Et je dois avouer que la conclusion est décevante. Il faut dire que la barre avait été placée haut, très haut.
Le sujet : Et si les super héros et les super vilains existaient réellement, qu’en serait-il ?
Dans Incassable, on découvrait David Dunn, l’homme qui résiste à tout, aucun accident ne peut le tuer. Il fait la rencontre d’Elijah Price, un homme atteint de la maladie des os de verre qui cherche son opposé en la personne de Dunn.
Split nous raconte l’histoire de Kevin Crumb, un jeune homme qui est en réalité toute une multiplicité de personnalités, dont la plus cruelle : la bête. Il enlève des jeunes filles pour les livres à la bête. Ce film n’a, à première vue aucun rapport avec Incassable. Et pourtant, une toute petite scène nous laisse entendre la rencontre entre Dunn et Crumb.

Dans Glass, nous suivons David Dunn, lancé à la poursuite de Kévin Crumb. Mais alors qu’ils sont en train de se battre, les deux hommes sont arrêtés et emmenés dans une clinique psychiatrique privée. Ils y sont les trois seuls prisonniers avec Elijah Price, alias Mister Glass.
Au bout d’un moment, les trois hommes sont rassemblés en thérapie, avec une médecin qui veut leur faire comprendre que tous les pouvoirs qu’ils croient avoir sont dus à des problèmes psychologiques.
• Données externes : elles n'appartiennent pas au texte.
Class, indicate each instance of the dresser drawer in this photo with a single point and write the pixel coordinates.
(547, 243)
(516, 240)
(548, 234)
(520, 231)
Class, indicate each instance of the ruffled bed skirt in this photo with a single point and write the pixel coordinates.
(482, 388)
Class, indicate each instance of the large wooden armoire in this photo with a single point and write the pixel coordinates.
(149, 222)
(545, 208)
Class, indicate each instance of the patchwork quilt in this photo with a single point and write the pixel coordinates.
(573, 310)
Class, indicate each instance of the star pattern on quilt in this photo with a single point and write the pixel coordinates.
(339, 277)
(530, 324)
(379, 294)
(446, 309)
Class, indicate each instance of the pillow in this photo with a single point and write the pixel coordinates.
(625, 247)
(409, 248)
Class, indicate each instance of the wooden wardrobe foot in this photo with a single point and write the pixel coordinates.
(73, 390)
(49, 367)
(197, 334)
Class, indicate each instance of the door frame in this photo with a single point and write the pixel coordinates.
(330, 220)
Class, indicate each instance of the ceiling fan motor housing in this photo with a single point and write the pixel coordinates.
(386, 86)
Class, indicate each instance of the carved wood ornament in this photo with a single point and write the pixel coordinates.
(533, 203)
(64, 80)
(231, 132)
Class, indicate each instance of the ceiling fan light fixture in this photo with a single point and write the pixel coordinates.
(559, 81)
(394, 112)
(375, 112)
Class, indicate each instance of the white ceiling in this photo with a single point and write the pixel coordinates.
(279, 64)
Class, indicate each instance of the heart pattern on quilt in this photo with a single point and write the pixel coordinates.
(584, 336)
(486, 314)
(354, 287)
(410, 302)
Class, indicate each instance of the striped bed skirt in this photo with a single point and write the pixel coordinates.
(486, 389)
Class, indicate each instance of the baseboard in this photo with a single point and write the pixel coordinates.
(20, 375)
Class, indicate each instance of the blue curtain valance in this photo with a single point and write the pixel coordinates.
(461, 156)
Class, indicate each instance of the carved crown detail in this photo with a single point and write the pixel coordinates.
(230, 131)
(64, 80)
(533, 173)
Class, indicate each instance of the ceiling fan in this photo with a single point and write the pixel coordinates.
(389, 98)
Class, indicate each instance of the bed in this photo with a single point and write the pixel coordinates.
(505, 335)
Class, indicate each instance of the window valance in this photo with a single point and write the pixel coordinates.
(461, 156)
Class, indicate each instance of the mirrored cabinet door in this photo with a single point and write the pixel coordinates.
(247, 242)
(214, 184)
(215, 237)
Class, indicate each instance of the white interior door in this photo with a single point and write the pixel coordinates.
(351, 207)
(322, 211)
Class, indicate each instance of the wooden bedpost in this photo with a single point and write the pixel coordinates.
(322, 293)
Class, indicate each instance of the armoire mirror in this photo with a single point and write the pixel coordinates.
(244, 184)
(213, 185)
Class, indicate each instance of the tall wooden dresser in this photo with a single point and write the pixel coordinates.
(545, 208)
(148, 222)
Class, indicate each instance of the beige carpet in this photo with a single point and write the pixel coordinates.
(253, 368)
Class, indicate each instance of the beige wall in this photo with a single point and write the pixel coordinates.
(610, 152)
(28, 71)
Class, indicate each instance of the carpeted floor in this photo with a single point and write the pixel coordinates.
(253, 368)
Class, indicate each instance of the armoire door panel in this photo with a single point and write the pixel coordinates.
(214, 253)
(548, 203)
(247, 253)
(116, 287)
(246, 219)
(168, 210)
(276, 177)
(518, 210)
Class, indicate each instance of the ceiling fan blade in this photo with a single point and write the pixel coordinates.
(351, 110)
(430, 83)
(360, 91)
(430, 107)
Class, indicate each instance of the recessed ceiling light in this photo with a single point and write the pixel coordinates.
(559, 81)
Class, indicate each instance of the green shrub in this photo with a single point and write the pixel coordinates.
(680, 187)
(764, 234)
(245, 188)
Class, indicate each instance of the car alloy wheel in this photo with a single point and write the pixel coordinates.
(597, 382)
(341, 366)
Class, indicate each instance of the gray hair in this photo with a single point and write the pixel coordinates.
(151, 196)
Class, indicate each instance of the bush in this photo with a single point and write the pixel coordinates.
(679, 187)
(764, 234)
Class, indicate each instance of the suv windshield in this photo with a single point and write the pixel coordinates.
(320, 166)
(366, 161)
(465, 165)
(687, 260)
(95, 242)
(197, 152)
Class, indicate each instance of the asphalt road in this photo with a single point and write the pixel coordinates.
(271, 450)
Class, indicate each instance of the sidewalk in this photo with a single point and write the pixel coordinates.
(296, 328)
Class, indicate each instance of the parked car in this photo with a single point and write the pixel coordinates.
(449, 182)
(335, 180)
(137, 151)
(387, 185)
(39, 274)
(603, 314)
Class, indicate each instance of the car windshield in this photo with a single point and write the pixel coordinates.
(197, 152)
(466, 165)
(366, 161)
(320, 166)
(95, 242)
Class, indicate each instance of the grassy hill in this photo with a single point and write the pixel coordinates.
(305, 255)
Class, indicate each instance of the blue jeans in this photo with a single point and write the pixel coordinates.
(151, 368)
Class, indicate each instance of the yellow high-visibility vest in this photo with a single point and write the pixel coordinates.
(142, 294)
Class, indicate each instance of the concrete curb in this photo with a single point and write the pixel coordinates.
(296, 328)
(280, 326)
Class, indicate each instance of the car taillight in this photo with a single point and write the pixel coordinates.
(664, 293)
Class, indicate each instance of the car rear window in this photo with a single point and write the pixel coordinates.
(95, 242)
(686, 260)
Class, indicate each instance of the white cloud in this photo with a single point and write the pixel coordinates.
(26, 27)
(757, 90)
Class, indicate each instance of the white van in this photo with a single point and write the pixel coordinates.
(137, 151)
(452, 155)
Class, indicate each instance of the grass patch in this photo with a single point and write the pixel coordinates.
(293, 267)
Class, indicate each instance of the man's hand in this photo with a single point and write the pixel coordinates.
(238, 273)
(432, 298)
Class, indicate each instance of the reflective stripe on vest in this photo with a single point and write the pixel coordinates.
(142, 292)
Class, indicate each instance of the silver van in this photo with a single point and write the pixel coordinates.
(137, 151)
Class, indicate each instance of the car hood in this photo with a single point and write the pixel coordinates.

J’attendais beaucoup de cette conclusion et je dois dire que je suis assez déçue. Disparue l’ambiance sombre, style Batman 90 d’Incassable. Disparu l’horreur et le suspense mêlés de curiosité morbide de Split. Au début, j’ai pensé que Glass serait un huis clos, ensuite j’ai pensé que ce serait un film d’évasion et puis finalement, comme tout ce que fait M. Night Shyamalan, c’est assez indéfinissable.
Je ne dis pas que c’est un mauvais film, je dis simplement que le dénouement qui est offert est finalement assez décevant à mon avis.
La scène de fin est absurde à mes yeux parce qu’elle ne montre rien finalement. On est dans un monde dans lequel les héros n’existent pas aux yeux du grand public. L’objectif de Glass est de prouver que les gens extraordinaires existent et il organise donc le combat final pour montrer à la population que ces personnes existent. Sauf que ce sont des images filmées… donc elles peuvent être montées et retouchées. Finalement ce qui est le plus absurde c’est que les gens croient effectivement qu’il existe des personnes avec des pouvoirs…

Alors que le suspense était à son comble avant la sortie de Glass, tout retombe à plat. La conclusion épique tant attendue ne vient pas.
Finalement je trouve que ce film ressemble à la vie. Tout le monde croit qu’il aura une mort exceptionnelle alors qu’on mourra tous dans un souffle anonyme.